Large financial services firm. No cap on SDL or COIDA. 0.6% COIDA (low risk).

Gross salary
R120,000/month
Employer UIF (capped at ceiling)
R177/month
SDL (1% × R120,000)
R1,200/month
COIDA (0.6% × R120,000)
R720/month
Medical aid employer contribution
~R5,000/month
Total cost to company≈ R127097/month

Fringe benefits — cost that attracts PAYE

Some employer benefits are fringe benefits in terms of the Seventh Schedule to the Income Tax Act, meaning SARS taxes the employee on their value.
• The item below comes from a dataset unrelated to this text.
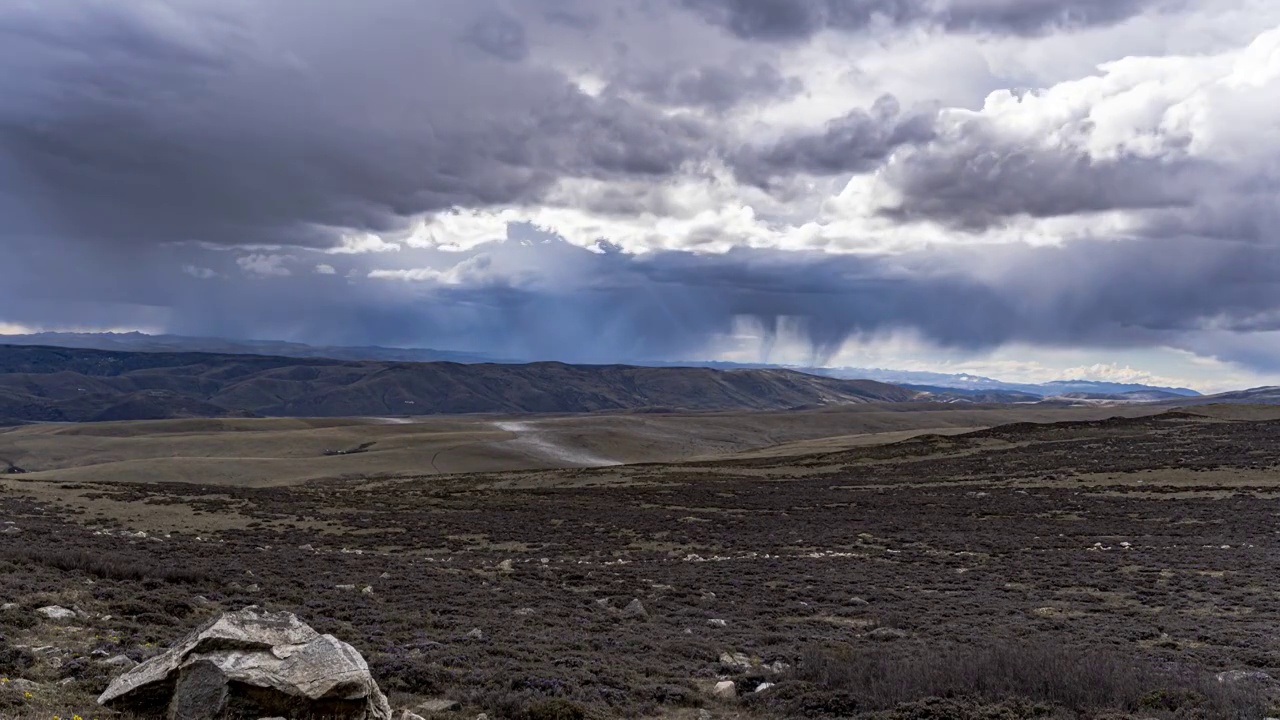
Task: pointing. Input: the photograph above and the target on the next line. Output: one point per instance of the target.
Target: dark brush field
(1102, 569)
Common examples:

Common fringe benefits and their tax treatment
BenefitTaxable valueNotes
Company car (private use)3.5% of determined value/monthOr 3.25% if maintenance plan included
Employer-paid medical aidAmount contributed above 3× medical tax creditBelow the threshold is not taxable
Free or subsidised accommodationTable value based on salary bandPublished by SARS annually
Interest-free or low-interest loanDifference vs SARS official rate (9.25%)Employee loan at 0% → benefit = 9.25% of loan/year
Group life insuranceEmployer-paid premiums taxable to employeeIf paid for employee benefit
Fringe benefits are added to the employee's taxable income for PAYE purposes — they increase the employee's tax even though the employee never sees the cash.

How this calculator works

Enter the employee’s gross monthly salary, your approximate annual payroll (to determine SDL applicability), your industry COIDA rate, and any employer benefit contributions (medical aid, provident fund). The calculator returns the total monthly and annual cost to company, with a line-by-line breakdown of each component.